Founded in 1997, French for the Future was originally a two-day conference bringing together students from the Toronto area. Its objective was to demonstrate the value of a bilingual or French-language education and to create continuity between secondary and post-secondary education. The first conference organized brought together 200 students from 8 high schools in the city of Toronto. In the following years, more conferences were organized throughout the major English-speaking cities in Canada and participation continued to grow until it reached more than a thousand students in 2001. In response to the enthusiasm shown, a national French for the Future office was opened in Toronto in 2001, setting the stage for the development of new programs and the organization’s final vision.

Today, French for the Future is a national non-profit organization that aims to inspire a passion for Canada’s official bilingualism among youth from grades 7 to 12. To do so, it has created 7 programs since its foundation, which are accessible to all Canadian students. The organization strives to help young Canadians develop their leadership and project management skills through the National Ambassador Youth Forum and the Bilingual Young Leaders committee; to increase their confidence in writing and communicating in French through the National Essay Contest and the United Bilingual Correspondents; and to improve their language skills through Local Forums, x-Forums and Franconnexion Sessions.


Founders

Co-founder and honorary president of French for the Future, John Ralston Saul is a Canadian novelist and essayist. In his best-seller, A Fair Country, published in 2008, he argues that Canada was a nation of Métis people, who were strongly influenced by certain Indigenous values such as egalitarianism, balance between individuals and groups, and a preference for negotiation over violence. In addition to being recognized both in Canada and internationally for his writings, he was elected International President of the PEN Club, an international writers’ association that brings together writers from all countries who share the same values of peace, tolerance and freedom.


Co-founder of French for the Future, Lisa Balfour Bowen is a former Canadian journalist. During her 35 years of experience, she has published numerous articles for major newspapers across Canada. She was also the first female Anglophone political correspondent appointed to the National Assembly Press Gallery in Quebec City from 1967 to 1969, as well as an art critic in the City of Toronto. As a bilingual policy advisor to the Government of Ontario’s Federal-Provincial Affairs Secretariat, she helped set up the bilingualism and biculturalism programs in Ontario for the Ontario-Quebec Permanent Commission.

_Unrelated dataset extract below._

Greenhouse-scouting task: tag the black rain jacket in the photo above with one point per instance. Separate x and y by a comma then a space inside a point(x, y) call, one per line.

“In 1997, a small group of us saw a need. An important need. Canada had decided decades before to make increasingly real the bilingual nature of the country. Programs and school boards were expanded for Francophone Canada and a whole new system was created to encourage Anglophone Canada: French Immersion.

By the 1990s we had reason to be both proud of this system, and worried about it. Too many young people were leaving French Immersion between Grades 8 and 10. Lisa Balfour Bowen and I created French for the Future to help keep these kids in the system – to help them live the adventure of having both of Canada’s languages and cultures; to play their full role as citizens who may come from Victoria or Moncton, but can relate to the whole country.”

Statement from the founder and honorary president, John Ralston Saul, for the 20th anniversary of the foundation of French for the Future, Extract from French for the Future’s 2016-2017 Annual Report.